Pour se distinguer autrement
Michel RIOUX
L’Aut’Journal
Décembre 2013
Décembre 2013
L’homme
se cramponne à la servitude plus souvent qu’elle ne s’impose à lui.
Sénèque
Si
tous les Québécois prenaient connaissance d’une statistique livrée par le
sociologue Pierre Drouilly dans sa préface du livre Ce peuple qui ne fut jamais souverain, de Roger et Jean-François Payette, il est
fort à parier que bien des choses pourraient changer! Et que dit
cette statistique, révélée par une recherche du politologue Jean Laponce ?
Que
depuis la Révolution française de 1791, il s’est tenu près
de 200 référendums de souveraineté. Or les résultats ont tous été positifs, avec une très forte
majorité dans la plupart des cas. Mais il y a deux exceptions : les deux référendums
québécois, de 1980 et de 1995. Ce sont en effet les
deux seuls cas relevés depuis 222 ans, où un peuple a répondu non quand il a
été appelé à se dire oui à lui-même.
Devant
l’histoire, cela nous fait une maudite belle jambe ! On pourrait peut- être
trouver une meilleure façon pour se distinguer, nous qui nous pétons les
bretelles de la société dite distincte.
Les
deux auteurs, père et fils, dressent avec une lucidité qui peut devenir
douloureuse l’état des lieux et les conséquences de ce qu’ils assimilent à la
tentation du suicide politique chez les Québécois.

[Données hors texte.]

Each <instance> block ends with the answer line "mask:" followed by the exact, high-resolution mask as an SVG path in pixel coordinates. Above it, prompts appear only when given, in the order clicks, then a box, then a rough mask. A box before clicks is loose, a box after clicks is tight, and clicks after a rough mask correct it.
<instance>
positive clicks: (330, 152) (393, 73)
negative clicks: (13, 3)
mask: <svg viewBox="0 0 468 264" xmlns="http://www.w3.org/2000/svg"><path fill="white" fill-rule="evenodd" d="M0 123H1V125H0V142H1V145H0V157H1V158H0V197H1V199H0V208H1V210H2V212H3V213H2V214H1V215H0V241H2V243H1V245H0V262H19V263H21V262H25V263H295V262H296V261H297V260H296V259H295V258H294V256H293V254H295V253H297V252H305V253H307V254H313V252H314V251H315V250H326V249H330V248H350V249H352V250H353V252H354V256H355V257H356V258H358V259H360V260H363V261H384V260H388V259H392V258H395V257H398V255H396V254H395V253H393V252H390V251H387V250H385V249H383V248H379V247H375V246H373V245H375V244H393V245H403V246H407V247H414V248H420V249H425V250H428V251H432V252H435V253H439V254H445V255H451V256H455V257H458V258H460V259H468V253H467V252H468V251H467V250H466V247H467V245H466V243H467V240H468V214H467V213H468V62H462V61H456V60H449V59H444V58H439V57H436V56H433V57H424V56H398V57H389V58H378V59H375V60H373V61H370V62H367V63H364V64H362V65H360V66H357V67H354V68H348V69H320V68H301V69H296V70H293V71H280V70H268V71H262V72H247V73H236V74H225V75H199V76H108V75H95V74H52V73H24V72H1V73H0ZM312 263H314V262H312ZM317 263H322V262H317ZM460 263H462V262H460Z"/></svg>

Aux deux référendums perdus s’ajoute
l’échec des Patriotes en 1837. Ces trois événements amènent les Québécois
« à se laisser
dominer politiquement par une autre nation, les convainc de remettre la
richesse qu'ils produisent en des mains étrangères, les persuade de vivre en
déshérités du monde en abdiquant collectivement leur responsabilité de
collaborer à une humanité qui se fait.
Cette dépossession se manifeste dans leur renoncement à promouvoir le
bien commun et les entraîne à s’illusionner sur les promesses d’un
individualisme conformiste, à cultiver la confusion dans leurs choix politiques
et à entretenir l’incertitude à leur avenir ».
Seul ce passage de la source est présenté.